How to Handle Harassment in the Workplace

How to Handle Harassment in the Workplace

If you are reading this, you are most likely getting harassed at work. It is not a question. Harassment at work is not talked about as much as it should. According to the Equal Employment Opportunity Commission (EEOC), the fear of retaliation keeps employees from reporting workplace harassment. Another reason is that the victim may not be aware that they are being harassed.

The latter is possible because some forms of workplace harassment are subtle and passive. Workplace harassment could pass as a joke, some could see it as a challenge, while others think it toughens them up. The fact is this: if it doesn’t feel or sound appropriate to you, it is most likely harassment.

This post exposes the many faces of workplace harassment and the proper steps to handle it.

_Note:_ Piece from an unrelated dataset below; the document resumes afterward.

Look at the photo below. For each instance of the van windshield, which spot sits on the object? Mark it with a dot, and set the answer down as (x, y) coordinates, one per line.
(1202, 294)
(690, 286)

What is workplace harassment?

Workplace harassment is any kind of threatening behavior, intimidation, or abuse inflicted upon workers within an organization. Not only can harassment be physical or verbal, but gestures are also some of the worst and most dangerous forms of harassment. This is because, without physical evidence, harassment may be difficult to prove.

Harassment is another form of bullying. Harassers are usually superior to their victims. They take advantage of what they perceive as weakness or helplessness in their victims to hurt them.

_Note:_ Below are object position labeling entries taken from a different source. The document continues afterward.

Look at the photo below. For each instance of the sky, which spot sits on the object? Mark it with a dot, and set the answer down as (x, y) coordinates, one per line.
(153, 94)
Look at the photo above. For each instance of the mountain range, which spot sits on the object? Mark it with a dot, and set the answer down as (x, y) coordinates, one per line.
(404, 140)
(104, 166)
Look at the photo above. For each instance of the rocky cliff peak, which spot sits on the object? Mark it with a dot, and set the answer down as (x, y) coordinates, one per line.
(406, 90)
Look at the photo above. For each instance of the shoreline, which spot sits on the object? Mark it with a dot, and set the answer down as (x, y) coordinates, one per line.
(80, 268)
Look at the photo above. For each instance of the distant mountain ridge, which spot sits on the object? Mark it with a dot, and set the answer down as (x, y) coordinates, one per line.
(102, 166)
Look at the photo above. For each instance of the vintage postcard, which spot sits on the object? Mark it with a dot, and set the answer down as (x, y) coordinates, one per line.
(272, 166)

What shape or form does harassment take in the workplace?

Workplace harassment comes in different shades. Some of the common types of workplace harassment you should know to include the following:

  • Sexual harassment. Perhaps the most common form of harassment at work or anywhere else is sexual harassment. When sexual gestures and remarks are made towards another colleague, it is harassment.
  • Gender harassment. This is when people get teased or become an easy target when something goes wrong at work due to their gender. This is common when a man does a job that is widely seen as a “woman’s job” and vice versa. Male nurses and female bodybuilders can easily fall victim.
  • Power harassment. Usually, a superior inflict this type of harm on someone under them. This can range from a subtle to a stern abuse of power to intimidate someone. Examples include relatively treating a junior colleague poorly or giving them impossible tasks because the superior has the power.
  • Physical harassment. This form of harassment is inexcusable and should never be tolerated. Physical harassment is when someone is physically threatened or attacked by a colleague or superior in the workplace. It can come in the form of pushing, shoving, knocking files off a colleague’s hands, or a threat to cause harm.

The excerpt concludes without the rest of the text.